Tania Edwards: The Art Of War
Note: This review is from 2013
This is a snappy, short (45 minute) sharp show, demonstrating how Tania Edwards is developing well as a comic performer.
Her glacial Home Counties tones and Hitchcock blonde coolness serve her well, comic weapons in her battle with a life that is not coming up to expectations. And like any smart woman she reached for a self-help book; hers was Sun Tzu’s The Art of War. Makes sense, to learn how to turn defeat into victory, particularly on the domestic front.
Today’s battle was with a flickery set of stage lights that didn’t settle for the entire show, and which would have tested the patience of a saint. But with a couple of crisp acknowledgements of the problem, she overcame this irritation well.
She’s less haughty than her lofty self-deprecation initially suggests, and is able to chat to the crowd with genuine warmth. She seemed to like them, and they her. The only bum note was her complaining about being 30, for the second or third time, and how difficult it was, when most of the audience probably had waved goodbye to that that particular boat a long time ago.

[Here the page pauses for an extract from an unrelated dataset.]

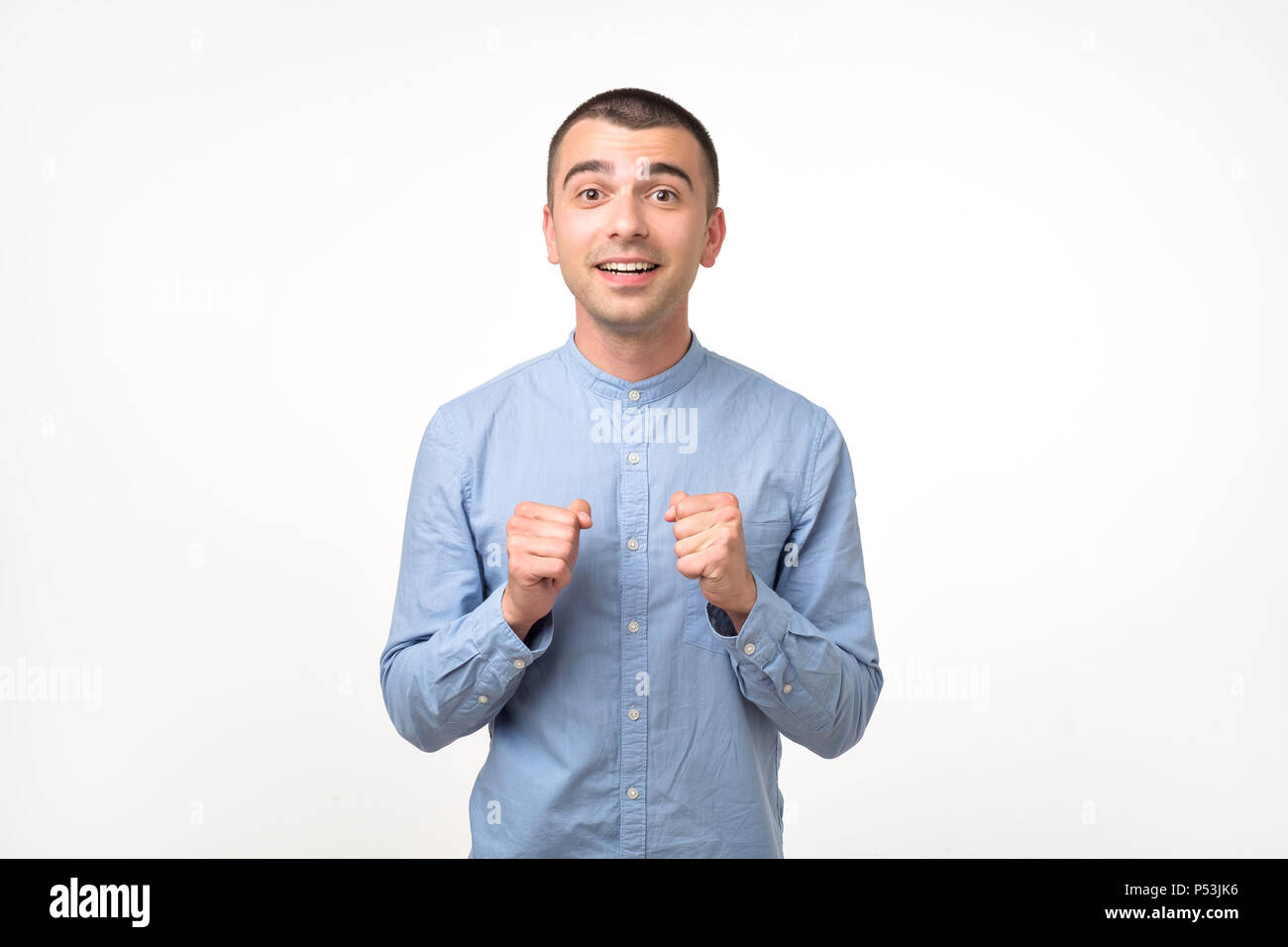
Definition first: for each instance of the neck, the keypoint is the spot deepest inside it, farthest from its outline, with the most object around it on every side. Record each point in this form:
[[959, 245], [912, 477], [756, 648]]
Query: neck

Her shtick contrasts her procrastinating, underachieving daydreaming self with her intellectually rigorous, goal-orientated other half, and placed domestic harmony in the field of battle where there has to be a winner and a loser, which is the where The Art of War comes in. She could have made more of this, as she mentioned some great aphorisms from the work – but equally it is good not to be too rigidly bound by a theme.
Edwards mentions that she has trouble getting anything started, never mind finished, but this show indicates that’s she’s a perfectly good finisher. She has a natural poise on stage – rather like Joanna Lumley she’s an elegant clown. She needs to drive the show forward with more pace and confidence, but that will happen with each performance.
It’s good sparkling fun, like a slurp of dry champagne just when you want it.